Eran alrededor de las ocho de la tarde cuando Jade se encontraba entrando a su casa lo más rápido posible queriendo ver a su pequeña, luego de tener que grabar con algunos actores inútiles lo mejor de su día es ver a su niña y jugar un poco con ella. Al entrar a la sala se dio cuenta de que Beck se encontraba dormido mientras su hija veía una de sus películas.

"Hola preciosa ¿qué tan mal te portaste hoy eh?" dijo la ojiazul tomando a la niña en sus brazos, "Oye Beck, levántate no quisiera ser tú si me esposa entra" menciono ella con algo de diversión en sus ojos, luego de darle una palmada para que se despertara.

"¿Jade?, ¿Cuándo llegaste?" murmuro algo adormilado tallándose los ojos.

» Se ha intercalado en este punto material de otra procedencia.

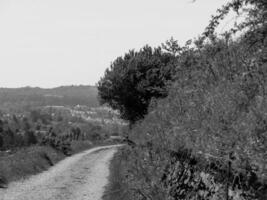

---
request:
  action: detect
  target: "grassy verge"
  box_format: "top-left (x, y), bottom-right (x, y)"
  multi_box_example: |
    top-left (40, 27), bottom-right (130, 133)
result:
top-left (103, 147), bottom-right (128, 200)
top-left (0, 141), bottom-right (94, 188)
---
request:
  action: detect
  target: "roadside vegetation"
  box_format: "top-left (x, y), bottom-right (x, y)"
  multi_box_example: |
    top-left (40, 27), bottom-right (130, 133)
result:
top-left (98, 0), bottom-right (267, 200)
top-left (0, 90), bottom-right (125, 187)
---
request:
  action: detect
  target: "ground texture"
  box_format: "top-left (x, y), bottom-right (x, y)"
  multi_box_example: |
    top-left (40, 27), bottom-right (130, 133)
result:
top-left (0, 145), bottom-right (118, 200)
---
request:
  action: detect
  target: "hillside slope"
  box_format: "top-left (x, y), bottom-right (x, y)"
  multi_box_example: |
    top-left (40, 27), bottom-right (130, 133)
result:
top-left (0, 85), bottom-right (98, 109)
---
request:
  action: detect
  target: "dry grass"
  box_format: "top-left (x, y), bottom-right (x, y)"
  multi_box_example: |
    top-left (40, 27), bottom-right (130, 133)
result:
top-left (0, 146), bottom-right (65, 182)
top-left (103, 147), bottom-right (128, 200)
top-left (0, 141), bottom-right (93, 187)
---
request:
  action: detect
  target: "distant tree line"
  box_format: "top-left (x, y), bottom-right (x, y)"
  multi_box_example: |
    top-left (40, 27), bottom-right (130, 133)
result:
top-left (98, 0), bottom-right (267, 199)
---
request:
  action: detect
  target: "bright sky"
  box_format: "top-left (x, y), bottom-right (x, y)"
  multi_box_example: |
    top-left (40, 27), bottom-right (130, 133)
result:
top-left (0, 0), bottom-right (230, 88)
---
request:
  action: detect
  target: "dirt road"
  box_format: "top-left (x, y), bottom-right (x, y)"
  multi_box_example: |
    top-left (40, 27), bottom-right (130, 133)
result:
top-left (0, 145), bottom-right (121, 200)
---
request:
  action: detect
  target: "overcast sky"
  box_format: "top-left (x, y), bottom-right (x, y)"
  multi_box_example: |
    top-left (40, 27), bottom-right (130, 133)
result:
top-left (0, 0), bottom-right (230, 88)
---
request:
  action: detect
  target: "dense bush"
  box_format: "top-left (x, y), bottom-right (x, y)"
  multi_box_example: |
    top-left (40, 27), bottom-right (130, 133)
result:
top-left (103, 0), bottom-right (267, 199)
top-left (98, 46), bottom-right (174, 123)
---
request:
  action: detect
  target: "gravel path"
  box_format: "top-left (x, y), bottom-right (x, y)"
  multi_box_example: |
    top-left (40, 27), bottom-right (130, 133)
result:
top-left (0, 145), bottom-right (119, 200)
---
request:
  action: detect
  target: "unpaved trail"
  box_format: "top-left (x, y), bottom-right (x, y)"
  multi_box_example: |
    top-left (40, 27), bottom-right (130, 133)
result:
top-left (0, 145), bottom-right (120, 200)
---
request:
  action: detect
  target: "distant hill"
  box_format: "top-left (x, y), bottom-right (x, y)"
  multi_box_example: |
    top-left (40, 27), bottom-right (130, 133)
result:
top-left (0, 85), bottom-right (98, 109)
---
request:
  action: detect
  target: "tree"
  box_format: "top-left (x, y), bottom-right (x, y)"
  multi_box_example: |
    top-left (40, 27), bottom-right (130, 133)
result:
top-left (98, 46), bottom-right (175, 123)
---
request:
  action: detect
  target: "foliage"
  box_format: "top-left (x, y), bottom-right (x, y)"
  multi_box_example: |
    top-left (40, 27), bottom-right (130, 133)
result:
top-left (114, 0), bottom-right (267, 200)
top-left (98, 46), bottom-right (175, 123)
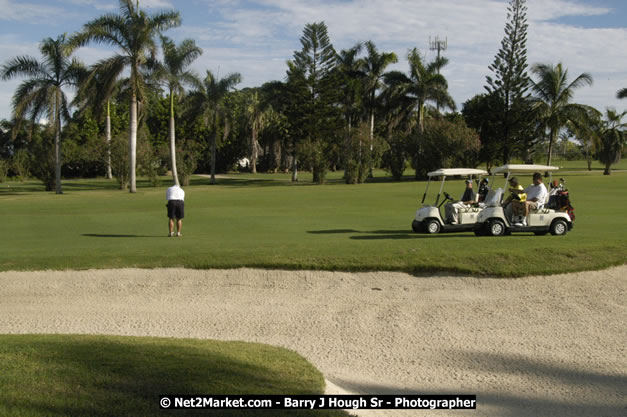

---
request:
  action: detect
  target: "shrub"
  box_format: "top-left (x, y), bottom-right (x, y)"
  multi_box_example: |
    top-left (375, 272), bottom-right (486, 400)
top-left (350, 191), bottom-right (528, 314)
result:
top-left (381, 133), bottom-right (410, 181)
top-left (0, 159), bottom-right (11, 182)
top-left (412, 119), bottom-right (481, 179)
top-left (176, 139), bottom-right (202, 186)
top-left (344, 123), bottom-right (389, 184)
top-left (12, 149), bottom-right (31, 182)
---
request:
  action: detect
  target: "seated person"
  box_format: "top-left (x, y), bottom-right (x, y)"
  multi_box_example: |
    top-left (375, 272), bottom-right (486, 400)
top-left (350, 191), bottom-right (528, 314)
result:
top-left (503, 177), bottom-right (527, 226)
top-left (444, 180), bottom-right (475, 224)
top-left (512, 172), bottom-right (548, 226)
top-left (477, 178), bottom-right (490, 203)
top-left (545, 180), bottom-right (564, 210)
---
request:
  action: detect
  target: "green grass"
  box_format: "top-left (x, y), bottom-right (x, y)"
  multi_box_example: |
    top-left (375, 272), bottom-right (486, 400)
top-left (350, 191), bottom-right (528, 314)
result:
top-left (0, 166), bottom-right (627, 276)
top-left (0, 335), bottom-right (348, 417)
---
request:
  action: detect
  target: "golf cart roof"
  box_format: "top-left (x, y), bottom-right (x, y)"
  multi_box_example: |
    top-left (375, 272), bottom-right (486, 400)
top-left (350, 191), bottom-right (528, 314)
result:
top-left (492, 164), bottom-right (559, 174)
top-left (427, 168), bottom-right (488, 177)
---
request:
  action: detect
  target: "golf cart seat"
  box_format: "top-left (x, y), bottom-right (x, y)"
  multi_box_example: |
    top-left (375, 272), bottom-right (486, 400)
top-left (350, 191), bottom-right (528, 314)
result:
top-left (485, 188), bottom-right (503, 207)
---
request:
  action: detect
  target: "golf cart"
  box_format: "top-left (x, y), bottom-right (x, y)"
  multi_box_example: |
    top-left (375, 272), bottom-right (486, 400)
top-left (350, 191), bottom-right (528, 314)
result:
top-left (474, 164), bottom-right (574, 236)
top-left (411, 168), bottom-right (488, 234)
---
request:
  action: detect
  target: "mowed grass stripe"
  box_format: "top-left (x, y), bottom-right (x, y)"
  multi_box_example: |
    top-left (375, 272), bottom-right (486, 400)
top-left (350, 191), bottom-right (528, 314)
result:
top-left (0, 172), bottom-right (627, 276)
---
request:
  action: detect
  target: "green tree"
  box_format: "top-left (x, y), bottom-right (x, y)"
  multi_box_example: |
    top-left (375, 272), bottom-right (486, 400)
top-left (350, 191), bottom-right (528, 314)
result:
top-left (599, 109), bottom-right (627, 175)
top-left (187, 70), bottom-right (242, 184)
top-left (155, 36), bottom-right (202, 185)
top-left (287, 22), bottom-right (339, 182)
top-left (74, 68), bottom-right (123, 179)
top-left (71, 0), bottom-right (181, 193)
top-left (385, 48), bottom-right (455, 179)
top-left (531, 62), bottom-right (594, 165)
top-left (0, 35), bottom-right (86, 194)
top-left (414, 118), bottom-right (481, 178)
top-left (484, 0), bottom-right (530, 164)
top-left (246, 91), bottom-right (272, 174)
top-left (361, 41), bottom-right (398, 175)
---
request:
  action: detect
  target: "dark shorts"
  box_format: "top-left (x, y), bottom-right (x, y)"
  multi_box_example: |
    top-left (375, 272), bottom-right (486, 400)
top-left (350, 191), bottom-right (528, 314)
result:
top-left (167, 200), bottom-right (185, 219)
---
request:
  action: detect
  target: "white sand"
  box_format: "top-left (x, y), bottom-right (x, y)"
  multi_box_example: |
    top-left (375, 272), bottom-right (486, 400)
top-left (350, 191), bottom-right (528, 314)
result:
top-left (0, 266), bottom-right (627, 417)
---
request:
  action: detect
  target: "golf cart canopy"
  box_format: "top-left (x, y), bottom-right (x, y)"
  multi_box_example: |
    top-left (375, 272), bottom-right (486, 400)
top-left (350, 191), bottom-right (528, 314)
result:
top-left (492, 164), bottom-right (559, 174)
top-left (427, 168), bottom-right (488, 177)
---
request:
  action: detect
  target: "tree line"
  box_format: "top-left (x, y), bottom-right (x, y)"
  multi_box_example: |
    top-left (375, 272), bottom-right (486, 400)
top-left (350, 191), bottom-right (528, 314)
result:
top-left (0, 0), bottom-right (626, 193)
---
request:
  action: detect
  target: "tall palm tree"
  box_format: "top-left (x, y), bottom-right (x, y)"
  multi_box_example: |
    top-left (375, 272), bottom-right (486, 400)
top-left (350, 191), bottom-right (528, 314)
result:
top-left (74, 65), bottom-right (123, 179)
top-left (361, 41), bottom-right (398, 141)
top-left (385, 48), bottom-right (455, 135)
top-left (599, 109), bottom-right (627, 175)
top-left (336, 43), bottom-right (365, 133)
top-left (71, 0), bottom-right (181, 193)
top-left (246, 91), bottom-right (272, 174)
top-left (531, 62), bottom-right (592, 165)
top-left (385, 48), bottom-right (455, 178)
top-left (188, 70), bottom-right (242, 184)
top-left (361, 41), bottom-right (398, 176)
top-left (155, 36), bottom-right (202, 185)
top-left (0, 35), bottom-right (87, 194)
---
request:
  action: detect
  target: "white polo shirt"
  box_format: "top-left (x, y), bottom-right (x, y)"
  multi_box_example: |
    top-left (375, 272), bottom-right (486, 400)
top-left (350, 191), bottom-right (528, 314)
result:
top-left (525, 183), bottom-right (548, 205)
top-left (165, 185), bottom-right (185, 201)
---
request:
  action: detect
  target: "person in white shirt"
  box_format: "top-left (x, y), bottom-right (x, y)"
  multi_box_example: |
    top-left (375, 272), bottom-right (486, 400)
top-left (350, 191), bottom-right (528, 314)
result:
top-left (165, 184), bottom-right (185, 237)
top-left (512, 172), bottom-right (548, 224)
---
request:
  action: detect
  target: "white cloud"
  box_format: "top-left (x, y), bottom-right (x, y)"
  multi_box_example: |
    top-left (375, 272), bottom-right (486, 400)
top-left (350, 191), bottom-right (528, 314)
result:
top-left (0, 0), bottom-right (64, 23)
top-left (0, 0), bottom-right (627, 117)
top-left (63, 0), bottom-right (118, 11)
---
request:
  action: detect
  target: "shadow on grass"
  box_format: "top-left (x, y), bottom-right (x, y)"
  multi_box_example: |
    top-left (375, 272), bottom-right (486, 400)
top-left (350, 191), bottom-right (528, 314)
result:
top-left (331, 350), bottom-right (627, 417)
top-left (81, 233), bottom-right (168, 238)
top-left (307, 229), bottom-right (474, 240)
top-left (0, 335), bottom-right (347, 417)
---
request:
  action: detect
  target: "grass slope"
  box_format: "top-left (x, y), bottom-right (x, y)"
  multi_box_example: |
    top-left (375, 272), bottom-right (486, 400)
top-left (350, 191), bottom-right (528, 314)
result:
top-left (0, 167), bottom-right (627, 276)
top-left (0, 335), bottom-right (348, 417)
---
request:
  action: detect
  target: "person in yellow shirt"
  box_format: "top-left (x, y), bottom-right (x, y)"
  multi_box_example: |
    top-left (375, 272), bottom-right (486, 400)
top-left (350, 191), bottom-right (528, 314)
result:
top-left (503, 177), bottom-right (527, 226)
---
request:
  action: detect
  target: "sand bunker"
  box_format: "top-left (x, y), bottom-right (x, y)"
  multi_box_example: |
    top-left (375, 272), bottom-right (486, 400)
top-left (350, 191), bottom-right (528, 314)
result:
top-left (0, 266), bottom-right (627, 417)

"Acabo de llegar y tu estabas dormido con mi pequeña viendo una de mis películas ¿sabes que sí Tori se entera te matara verdad? Ella me dijo que Liz puede ver mis películas hasta que por lo menos tenga diez o algo así no" hablo ella con una cara maliciosa.

"Oh vamos Jade, por favor no se lo digas no quiero que me desfigure o algo por el estilo. Tu y yo sabemos que se volvió más agresiva luego de que naciera la diablilla" dijo él con un deje de nerviosismo.

Antes de que cualquiera de los dos pudiera decir algo más escucharon a Tori gritar desde la puerta "¿Dónde se encuentra mi bebé?" lo que causo que su hija gritara ¡MA!" la morena se encontraba acercándose cuando escucho a su amigo decir.

"Sabes Tori me tengo que ir, desearía quedarme más tiempo, sin embargo, mi publicista me hablo para decirme que lo tengo que ver y se me está haciendo tarde" dijo el moreno para salir a prisa de la casa.

"¿Qué le pasa?" murmuro la latina luego de darle un beso a Jade.

"Pues quizá lo asuste un poco diciéndole que Liz no debe ver mis películas y que al enterarte lo matarías" hablo Jade con una sonrisa.

"¿En serio? Jajajajajajajaja. Eres mala. Sabes que si Liz no ve una de tus películas en la mañana se pone gruñona todo el día ¿verdad mi amor?" dijo la ojimarron haciéndole cosquillas a la niña.


Mientras tanto Beck entraba a su apartamento y murmuraba "Jamás volveré a cuidar a un bebé" luego de decir eso calló en su sillón profundamente dormido.